To overcome these issues, the authors propose a novel scheme based on binary cross‑parity‑check convolutional codes, denoted CP(n,k). In this framework each column of an infinite‑length sequence (represented as a formal Laurent series) corresponds to the workload assigned to a worker node. The code is defined by a set of geometric constraints (Equation 1) that enforce the sum of coefficients along lines of a given slope to be zero. These constraints are captured by a parity‑check matrix Hₙ,ₖ(D), which has a Vandermonde structure in powers of the indeterminate D. Because any (n‑k)×(n‑k) sub‑matrix of Hₙ,ₖ(D) is invertible, the original data can be recovered from any n‑k surviving workers.

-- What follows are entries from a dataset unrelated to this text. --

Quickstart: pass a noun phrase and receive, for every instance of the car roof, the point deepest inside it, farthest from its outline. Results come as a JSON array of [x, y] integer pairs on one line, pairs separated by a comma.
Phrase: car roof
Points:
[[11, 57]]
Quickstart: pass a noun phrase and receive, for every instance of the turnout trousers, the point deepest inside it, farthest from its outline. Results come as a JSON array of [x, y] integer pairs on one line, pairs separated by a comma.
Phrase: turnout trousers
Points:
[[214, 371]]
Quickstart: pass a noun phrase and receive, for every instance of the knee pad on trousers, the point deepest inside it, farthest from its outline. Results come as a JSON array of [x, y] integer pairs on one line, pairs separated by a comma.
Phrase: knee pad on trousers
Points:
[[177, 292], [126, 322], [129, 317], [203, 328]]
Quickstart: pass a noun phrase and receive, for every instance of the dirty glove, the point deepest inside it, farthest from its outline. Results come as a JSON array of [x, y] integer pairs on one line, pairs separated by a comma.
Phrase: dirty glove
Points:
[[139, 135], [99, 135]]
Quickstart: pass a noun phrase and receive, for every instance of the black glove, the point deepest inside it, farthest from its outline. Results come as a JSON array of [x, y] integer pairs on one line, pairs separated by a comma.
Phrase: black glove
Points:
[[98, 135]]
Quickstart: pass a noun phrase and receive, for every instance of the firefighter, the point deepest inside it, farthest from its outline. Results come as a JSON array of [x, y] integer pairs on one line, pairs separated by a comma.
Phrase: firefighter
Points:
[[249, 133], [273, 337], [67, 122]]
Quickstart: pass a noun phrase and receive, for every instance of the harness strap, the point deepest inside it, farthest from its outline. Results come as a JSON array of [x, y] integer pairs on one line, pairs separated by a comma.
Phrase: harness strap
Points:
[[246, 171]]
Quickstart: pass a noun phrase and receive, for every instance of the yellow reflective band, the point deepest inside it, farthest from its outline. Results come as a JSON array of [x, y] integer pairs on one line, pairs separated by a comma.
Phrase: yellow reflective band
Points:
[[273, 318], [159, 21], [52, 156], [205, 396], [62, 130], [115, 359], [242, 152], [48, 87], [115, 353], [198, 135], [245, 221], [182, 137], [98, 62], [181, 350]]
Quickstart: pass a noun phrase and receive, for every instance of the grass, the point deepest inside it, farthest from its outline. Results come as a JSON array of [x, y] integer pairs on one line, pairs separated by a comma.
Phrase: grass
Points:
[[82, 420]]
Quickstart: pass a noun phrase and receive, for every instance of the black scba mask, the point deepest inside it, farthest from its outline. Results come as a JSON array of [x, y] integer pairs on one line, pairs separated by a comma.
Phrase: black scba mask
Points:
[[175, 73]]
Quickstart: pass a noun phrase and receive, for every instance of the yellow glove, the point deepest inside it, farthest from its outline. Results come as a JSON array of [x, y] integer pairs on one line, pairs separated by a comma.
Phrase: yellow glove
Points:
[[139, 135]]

A key contribution is the construction of a systematic generator matrix Gₙ,ₖ(D) that is feed‑forward rather than recursive. Theorem 1 proves that each entry of Gₙ,ₖ(D) is a finite polynomial with integer coefficients; for the practically important case of two stragglers (s = n‑k = 2) the coefficients belong to {‑1,0,1}, and for three stragglers they are bounded in magnitude by k. This property guarantees that the encoding operations consist only of additions and subtractions, preserving sparsity and requiring minimal storage.

The authors map the matrix‑vector product Ax onto the CP code as follows. The matrix A is partitioned row‑wise into Δ block‑rows (Δ is chosen to be a multiple of k). For each block‑row j they compute u_j = A_j x. They then form k polynomials ũ_i(D) = Σ_{ℓ=0}^{q‑1} u_{i q+ℓ} D^ℓ, where q = Δ/k. Stacking these polynomials into a vector U(D) and multiplying by Gₙ,ₖ(D) yields the set of encoded sub‑tasks assigned to the n workers. A storage constraint γ (the fraction of rows each worker can store) leads to a simple bound Δ ≥ (λ/γ − 1) k, where λ is the maximal exponent spread in any column of Gₙ,ₖ(D).

Decoding is performed by a peeling decoder that exploits the geometric constraints. At each iteration the decoder identifies a constraint line that contains exactly one unknown symbol, solves for it (which is just a subtraction), and proceeds iteratively. Lemma 1 quantifies how many symbols can be recovered from each straggler after each phase, showing that the process terminates after at most s − 1 phases. The decoder’s computational complexity is linear in the number of symbols and requires only elementary arithmetic, unlike RS decoding which involves solving dense linear systems.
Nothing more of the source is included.